Dr. Shanker gutted and cleaned the carcass.
Hungry as he was, Julian was sickened by the process. Their diet for weeks had been small mammals, fish, and roots; they had not eaten dinosaur flesh since the very beginning. As Julian received the thick, bloody chunks that Dr. Shanker carved from the thigh, the smell and consistency revolted him. The meat was a dark, almost purple red, with an unexpected yielding quality, as if it would squash to gel in his hands. The thick nobbled skin, mottled green and brown with yellow streaks here and there, reminded him of poisonous lizards he’d seen in zoos. Just under the skin was a whitish membrane layer that slipped and glistened and proved difficult to slice. The meat looked, felt, and smelled utterly foreign.
However, there was nothing to do but eat it. Yariko was working on a fire a short distance away, her back carefully turned to the dead animal.

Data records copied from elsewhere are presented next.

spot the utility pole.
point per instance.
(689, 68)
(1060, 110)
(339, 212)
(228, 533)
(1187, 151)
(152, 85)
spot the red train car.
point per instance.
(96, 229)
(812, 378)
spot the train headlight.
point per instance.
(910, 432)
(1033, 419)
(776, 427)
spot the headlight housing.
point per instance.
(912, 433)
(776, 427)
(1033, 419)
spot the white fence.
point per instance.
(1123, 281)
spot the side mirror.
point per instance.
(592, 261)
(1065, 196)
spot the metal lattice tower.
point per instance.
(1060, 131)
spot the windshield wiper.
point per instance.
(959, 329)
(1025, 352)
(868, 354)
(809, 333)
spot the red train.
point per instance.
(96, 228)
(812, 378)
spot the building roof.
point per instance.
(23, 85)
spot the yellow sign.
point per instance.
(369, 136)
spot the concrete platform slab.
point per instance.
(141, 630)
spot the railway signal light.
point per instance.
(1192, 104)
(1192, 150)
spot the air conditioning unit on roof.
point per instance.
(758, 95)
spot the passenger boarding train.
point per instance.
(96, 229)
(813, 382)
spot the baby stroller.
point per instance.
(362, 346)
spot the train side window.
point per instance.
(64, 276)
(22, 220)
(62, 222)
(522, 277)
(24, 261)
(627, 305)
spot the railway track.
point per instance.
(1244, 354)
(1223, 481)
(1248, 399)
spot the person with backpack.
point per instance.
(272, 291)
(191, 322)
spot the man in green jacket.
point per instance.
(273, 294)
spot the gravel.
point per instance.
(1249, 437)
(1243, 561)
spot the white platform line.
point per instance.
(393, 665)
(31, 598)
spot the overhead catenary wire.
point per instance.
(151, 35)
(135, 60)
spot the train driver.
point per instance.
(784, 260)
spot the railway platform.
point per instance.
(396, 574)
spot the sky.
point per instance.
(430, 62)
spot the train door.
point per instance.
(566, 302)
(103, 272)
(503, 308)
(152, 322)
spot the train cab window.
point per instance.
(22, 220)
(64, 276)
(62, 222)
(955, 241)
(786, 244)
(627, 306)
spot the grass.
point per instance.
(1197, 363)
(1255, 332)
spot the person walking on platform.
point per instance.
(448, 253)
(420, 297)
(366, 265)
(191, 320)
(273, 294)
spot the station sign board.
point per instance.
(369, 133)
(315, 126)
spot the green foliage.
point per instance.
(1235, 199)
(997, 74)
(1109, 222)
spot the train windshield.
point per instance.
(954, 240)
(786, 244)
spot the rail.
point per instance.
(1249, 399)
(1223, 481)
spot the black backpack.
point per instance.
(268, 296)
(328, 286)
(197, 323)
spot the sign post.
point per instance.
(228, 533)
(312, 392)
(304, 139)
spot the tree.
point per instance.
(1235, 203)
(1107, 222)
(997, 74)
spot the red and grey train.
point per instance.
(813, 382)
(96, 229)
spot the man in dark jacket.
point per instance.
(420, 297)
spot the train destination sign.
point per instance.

Julian handed her a drooping, heavy mass impaled on an arrow. “Your dinner, my dear,” he said, making an effort.
“Why thank you,” Yariko said. “It looks wonderful. Did you make it yourself?”
They bantered as they toasted bits of meat, and Julian felt better when his chunk began to look more like food as it cooked.
“What do you think?” he asked Yariko, as he studied his portion, turning it this way and that to see if it was really cooked.
But Yariko was looking over his shoulder with a strange expression on her face. “I’m going to be sick,” she said.
Julian turned in time to see Dr. Shanker pop a tiny, dripping piece of raw flesh in his mouth.
“More moisture,” Dr. Shanker said, realizing he was being stared at. “You’re making a mistake, cooking all the liquid out of it. We have no water without the river.”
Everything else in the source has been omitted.